Одинцов окинул взглядом «ходунка»: парнишка не просто таранил лбом стену – его руки и ноги мелко тряслись, на губах еще видны были остатки пены.
– Ну, что думаешь? – спросил Хугин, поглубже запахивая черный, лоснящийся, как вороново крыло, плащ.
– Да что тут думать, – встрял Мунин. – Наш это. Серия. Как знал…
– Не к-каркай, дурилка, – оборвал его напарник. – Еще бабушка надвое сказала. Пока Иггорь Ярославич не скажет, что почерк тот же – н-не серия это.
Одинцов положил чемоданчик на асфальт. Жестом поманил к себе полицейского. Тот удивленно заморгал, еще не понимая, что требуется, но к нему подскочил Хугин и подтолкнул опера, так что парень в пару шагов оказался за спиной эксперта.
– Ходунка кладите, – проговорил Одинцов, раскатывая брезент. Полицейский все еще стоял столбом, глядя на полсотни ампул в чемоданчике эксперта.
– Парня клади, – рыкнул на него Одинцов.
Разом растерявший веселость опер бросился помогать Мунину, который попытался не позволить мертвому парнишке очередной раз ткнуться в стену. Лобная кость бедняги уже превратилась в крошево, и удары теперь напоминали не разгрызание ореха, а неопределенный, но неповторимо гадкий звук, словно какой-то идиот кидает о стену большой кусок студня. В глаза парнишке тек раздавленный мозг.
Мунин вдвоем с постовым все-таки оттащили бедолагу от стены и подволокли к эксперту. Одинцов уже набрал в шприц миорелаксант, вколол мертвецу через рукав. Спустя пару секунд тот обвис на руках полицейских. Его уложили на брезент, и Игорь наконец мог разглядеть жертву.

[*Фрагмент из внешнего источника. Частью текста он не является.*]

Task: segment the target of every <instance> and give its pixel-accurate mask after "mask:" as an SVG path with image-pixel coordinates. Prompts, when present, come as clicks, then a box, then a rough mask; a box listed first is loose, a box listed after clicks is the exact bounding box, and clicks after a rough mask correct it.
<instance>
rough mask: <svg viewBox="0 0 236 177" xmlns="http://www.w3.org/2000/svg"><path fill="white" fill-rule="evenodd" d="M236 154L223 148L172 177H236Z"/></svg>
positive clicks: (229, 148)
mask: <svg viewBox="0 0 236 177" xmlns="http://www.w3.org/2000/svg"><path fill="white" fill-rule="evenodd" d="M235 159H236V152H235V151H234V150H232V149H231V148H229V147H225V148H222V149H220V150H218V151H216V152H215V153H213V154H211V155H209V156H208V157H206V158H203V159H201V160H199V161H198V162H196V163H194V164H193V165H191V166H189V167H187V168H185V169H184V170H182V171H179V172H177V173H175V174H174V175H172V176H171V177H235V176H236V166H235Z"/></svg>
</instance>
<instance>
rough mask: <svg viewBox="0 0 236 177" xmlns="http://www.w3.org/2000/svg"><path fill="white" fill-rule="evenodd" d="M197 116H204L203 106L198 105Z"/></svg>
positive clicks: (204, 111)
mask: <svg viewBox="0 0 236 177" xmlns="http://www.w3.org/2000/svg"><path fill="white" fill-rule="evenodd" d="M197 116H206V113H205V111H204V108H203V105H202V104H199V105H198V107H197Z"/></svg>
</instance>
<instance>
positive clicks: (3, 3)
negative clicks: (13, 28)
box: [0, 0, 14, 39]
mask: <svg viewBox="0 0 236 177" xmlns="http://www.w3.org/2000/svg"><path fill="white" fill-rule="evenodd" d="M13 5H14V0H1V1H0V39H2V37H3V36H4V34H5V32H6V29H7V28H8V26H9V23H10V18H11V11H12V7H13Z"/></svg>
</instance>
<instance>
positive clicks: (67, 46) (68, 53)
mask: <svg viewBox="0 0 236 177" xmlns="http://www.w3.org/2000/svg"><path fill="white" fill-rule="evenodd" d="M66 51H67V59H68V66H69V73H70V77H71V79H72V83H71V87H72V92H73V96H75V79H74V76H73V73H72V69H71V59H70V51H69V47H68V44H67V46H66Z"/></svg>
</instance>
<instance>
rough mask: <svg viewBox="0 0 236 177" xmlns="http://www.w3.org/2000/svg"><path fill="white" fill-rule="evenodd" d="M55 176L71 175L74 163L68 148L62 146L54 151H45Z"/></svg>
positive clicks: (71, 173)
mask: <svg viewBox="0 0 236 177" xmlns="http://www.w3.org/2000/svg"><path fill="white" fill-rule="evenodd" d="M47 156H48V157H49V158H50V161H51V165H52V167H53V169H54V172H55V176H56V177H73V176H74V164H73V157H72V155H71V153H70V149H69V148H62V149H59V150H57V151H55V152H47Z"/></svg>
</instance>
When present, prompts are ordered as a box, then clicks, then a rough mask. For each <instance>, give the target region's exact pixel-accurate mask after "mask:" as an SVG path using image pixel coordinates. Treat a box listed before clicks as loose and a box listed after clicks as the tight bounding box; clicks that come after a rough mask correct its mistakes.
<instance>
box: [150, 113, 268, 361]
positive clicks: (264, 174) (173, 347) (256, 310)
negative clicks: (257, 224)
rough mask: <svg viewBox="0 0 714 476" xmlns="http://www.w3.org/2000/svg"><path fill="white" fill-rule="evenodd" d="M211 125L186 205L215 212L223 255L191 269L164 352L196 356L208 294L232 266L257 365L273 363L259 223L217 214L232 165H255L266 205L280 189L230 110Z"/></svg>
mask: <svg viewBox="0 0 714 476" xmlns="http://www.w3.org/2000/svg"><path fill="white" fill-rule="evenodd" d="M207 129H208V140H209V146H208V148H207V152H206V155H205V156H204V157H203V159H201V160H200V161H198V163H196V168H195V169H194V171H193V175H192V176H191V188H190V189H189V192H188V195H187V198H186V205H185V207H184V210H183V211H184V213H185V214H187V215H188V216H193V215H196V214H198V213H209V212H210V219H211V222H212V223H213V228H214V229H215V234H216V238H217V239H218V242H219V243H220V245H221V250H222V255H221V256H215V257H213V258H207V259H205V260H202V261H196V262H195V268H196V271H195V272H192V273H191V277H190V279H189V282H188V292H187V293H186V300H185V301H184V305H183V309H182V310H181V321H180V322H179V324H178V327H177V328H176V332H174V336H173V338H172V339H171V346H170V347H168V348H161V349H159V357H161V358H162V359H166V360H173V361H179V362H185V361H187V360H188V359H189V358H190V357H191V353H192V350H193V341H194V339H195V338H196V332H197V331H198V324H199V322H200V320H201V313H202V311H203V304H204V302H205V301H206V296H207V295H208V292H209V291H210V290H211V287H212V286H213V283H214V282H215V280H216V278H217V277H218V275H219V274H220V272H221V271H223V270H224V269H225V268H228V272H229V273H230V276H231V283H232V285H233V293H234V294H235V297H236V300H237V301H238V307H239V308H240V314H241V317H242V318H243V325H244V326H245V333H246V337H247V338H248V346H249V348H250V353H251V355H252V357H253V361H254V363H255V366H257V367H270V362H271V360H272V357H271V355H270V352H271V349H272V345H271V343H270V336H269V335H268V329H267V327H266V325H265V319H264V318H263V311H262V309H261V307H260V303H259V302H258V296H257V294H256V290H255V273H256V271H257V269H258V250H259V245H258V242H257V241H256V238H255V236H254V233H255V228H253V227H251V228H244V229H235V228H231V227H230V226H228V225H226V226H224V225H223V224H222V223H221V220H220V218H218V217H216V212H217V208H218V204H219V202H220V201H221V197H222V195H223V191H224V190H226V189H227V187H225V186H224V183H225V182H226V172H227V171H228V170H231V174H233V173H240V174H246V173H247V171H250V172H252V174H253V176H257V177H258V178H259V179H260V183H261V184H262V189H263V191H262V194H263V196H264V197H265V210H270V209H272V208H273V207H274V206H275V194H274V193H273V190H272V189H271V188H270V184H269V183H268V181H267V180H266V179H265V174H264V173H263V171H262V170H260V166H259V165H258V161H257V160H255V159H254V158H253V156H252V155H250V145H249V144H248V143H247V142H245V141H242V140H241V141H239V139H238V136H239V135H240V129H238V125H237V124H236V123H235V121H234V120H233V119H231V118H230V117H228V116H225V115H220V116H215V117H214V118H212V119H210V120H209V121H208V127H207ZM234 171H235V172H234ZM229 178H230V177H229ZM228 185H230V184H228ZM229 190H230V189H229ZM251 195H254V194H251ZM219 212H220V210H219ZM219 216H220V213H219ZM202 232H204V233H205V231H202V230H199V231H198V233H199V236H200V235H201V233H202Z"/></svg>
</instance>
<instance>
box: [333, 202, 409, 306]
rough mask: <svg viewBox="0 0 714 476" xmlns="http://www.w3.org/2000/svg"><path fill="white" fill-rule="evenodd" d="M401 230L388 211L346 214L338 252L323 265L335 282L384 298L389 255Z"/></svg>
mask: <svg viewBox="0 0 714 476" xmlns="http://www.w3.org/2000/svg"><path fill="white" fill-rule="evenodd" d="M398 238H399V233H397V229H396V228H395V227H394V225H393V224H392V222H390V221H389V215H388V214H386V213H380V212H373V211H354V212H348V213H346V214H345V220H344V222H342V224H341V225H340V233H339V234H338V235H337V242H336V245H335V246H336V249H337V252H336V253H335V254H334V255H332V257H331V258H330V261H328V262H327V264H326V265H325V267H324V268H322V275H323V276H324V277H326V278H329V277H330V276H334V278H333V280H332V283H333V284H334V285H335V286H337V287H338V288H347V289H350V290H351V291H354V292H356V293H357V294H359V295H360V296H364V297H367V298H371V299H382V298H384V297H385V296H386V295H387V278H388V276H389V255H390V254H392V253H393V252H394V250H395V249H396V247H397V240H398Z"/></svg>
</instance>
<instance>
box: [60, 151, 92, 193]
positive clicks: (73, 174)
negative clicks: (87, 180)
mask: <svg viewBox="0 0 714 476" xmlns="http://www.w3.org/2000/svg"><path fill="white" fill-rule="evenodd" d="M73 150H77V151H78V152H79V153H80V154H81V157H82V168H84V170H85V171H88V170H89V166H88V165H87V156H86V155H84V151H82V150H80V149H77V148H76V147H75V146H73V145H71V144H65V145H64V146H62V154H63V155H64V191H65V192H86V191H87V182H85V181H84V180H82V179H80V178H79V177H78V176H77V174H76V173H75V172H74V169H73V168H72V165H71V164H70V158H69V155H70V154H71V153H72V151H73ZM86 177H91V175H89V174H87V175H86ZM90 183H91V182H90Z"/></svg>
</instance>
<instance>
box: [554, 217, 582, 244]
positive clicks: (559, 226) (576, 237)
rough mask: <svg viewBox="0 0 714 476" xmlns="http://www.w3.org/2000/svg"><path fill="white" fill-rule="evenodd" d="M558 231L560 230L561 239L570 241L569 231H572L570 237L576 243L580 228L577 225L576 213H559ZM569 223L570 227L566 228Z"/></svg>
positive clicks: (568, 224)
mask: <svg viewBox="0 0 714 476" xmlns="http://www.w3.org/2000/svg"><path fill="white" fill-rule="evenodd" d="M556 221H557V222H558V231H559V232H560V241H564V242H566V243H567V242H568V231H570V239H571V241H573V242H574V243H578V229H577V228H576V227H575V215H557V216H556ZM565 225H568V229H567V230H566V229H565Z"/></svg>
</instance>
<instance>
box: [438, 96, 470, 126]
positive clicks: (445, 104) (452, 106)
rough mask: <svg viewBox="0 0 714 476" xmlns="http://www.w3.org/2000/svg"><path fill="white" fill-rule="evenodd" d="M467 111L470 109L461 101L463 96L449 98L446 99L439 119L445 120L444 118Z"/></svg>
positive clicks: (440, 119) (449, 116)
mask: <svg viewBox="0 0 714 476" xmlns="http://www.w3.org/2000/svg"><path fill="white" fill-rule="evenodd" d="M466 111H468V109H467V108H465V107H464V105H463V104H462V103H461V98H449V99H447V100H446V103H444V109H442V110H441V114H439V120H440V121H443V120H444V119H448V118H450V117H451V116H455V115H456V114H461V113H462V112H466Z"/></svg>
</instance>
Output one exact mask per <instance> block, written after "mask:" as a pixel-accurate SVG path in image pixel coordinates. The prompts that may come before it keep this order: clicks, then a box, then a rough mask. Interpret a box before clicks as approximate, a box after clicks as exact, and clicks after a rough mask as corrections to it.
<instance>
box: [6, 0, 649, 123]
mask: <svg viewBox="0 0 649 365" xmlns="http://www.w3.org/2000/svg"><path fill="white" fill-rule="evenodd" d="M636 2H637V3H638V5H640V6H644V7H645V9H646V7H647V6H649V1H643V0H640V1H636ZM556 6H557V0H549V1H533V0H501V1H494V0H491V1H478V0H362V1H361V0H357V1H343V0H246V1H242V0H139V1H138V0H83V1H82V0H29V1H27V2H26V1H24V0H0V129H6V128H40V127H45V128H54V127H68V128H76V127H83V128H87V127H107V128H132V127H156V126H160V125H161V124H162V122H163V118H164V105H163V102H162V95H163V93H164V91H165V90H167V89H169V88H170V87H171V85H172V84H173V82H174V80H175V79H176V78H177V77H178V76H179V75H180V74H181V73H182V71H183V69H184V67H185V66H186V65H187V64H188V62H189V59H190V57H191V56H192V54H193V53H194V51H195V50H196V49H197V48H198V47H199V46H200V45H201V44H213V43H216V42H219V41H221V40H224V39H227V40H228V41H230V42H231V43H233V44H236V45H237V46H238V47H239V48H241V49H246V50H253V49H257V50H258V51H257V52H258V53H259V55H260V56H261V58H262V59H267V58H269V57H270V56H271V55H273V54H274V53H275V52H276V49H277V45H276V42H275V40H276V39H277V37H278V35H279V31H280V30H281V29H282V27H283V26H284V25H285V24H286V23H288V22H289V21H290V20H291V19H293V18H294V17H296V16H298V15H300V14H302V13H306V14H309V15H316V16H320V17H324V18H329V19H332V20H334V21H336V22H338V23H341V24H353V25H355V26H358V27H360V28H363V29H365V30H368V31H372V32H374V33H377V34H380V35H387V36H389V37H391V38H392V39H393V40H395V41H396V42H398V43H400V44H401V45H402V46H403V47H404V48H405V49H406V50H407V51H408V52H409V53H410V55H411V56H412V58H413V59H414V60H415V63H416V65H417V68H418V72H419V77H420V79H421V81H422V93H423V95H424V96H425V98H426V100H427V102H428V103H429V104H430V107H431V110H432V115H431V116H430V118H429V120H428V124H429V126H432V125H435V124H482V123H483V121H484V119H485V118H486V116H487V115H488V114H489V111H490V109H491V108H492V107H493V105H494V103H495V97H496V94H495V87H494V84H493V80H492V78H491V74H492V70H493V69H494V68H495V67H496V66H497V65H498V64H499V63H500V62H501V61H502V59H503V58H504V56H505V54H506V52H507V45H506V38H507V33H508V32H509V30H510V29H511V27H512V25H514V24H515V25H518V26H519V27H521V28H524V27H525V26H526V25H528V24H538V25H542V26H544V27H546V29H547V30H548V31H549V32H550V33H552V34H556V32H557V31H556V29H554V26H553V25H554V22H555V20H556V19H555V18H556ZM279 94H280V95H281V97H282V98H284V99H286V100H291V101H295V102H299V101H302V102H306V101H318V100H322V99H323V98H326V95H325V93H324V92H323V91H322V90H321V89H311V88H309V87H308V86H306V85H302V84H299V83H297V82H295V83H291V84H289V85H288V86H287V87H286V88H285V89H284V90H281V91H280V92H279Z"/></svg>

– Можно подумать, если возвращать не велено, так мне и показания снимать вот с такого… – пробурчал он раздраженно. – Эх, маньяк не ловится, не растет кокос… Оцепите, Саш, чтоб на меня кто не наступил.
– Игорь Ярославич, – спросил Мунин, – может, не с улицы? Или хоть бригаду вызовем…
Хугин встал между напарником и экспертом, загораживая друга от убийственного взгляда Одинцова.
– Бриггаду? – одними губами произнес он и выразительно постучал по лбу пальцем, мол, совсем дурак. Если такой некромант сам не вернется, его никакая бригада не вытащит. Мунин пожал плечами, мол, а я что, просто предложил.
– Дождь со снеггом обещали, Иггорь Ярославич… – заметил как бы невзначай Хугин. – Давайте мы п-парня в подъезд занесем. Там, наверное, сподручнее будет.
– Наверное. Но я уж лучше тут, у стеночки, – отозвался Одинцов. Его указательный палец замер над рядами ампул. От гексенала после пробуждения болела голова и выпадали фрагменты предыдущего дня. Ретроградка в его профессии – дело привычное, но последнее время восстановление потерянных воспоминаний требовало не только усилия воли, но и медикаментов, которых в крови и так было слишком много. С тиопентала натрия голова здорово кружилась, и несколько дней держалось слюноотделение, как у собаки Павлова. Одинцов, поразмыслив, выбрал второе лекарство: пусть башка кружится, лишь бы помнить, от чего. Он закрепил на предплечье «прогулочную» кобуру – широкий ремень с кармашками для ампул. Подсоединил к кобуре таймер, который через восемь минут активирует подачу полупроцентного раствора седуксена, потом второй – одиннадцатиминутный – на однопроцентный раствор тиопентала натрия. Последнее время возвращение давалось тяжело – каждый второй поход заканчивался не базовым седуксеном, а барбитуратами. Но такая уж работа, не опаснее, чем у Хугина и Мунина. Они под пули лезут каждый день. Вот Сашку Хугина – уже однажды убивали. А кто знает, сколько смертей ему природой отмерено – иной по пять раз воскресает, а иному и одной пули бывает достаточно. От нервной системы зависит, внутричерепного давления, гормонов.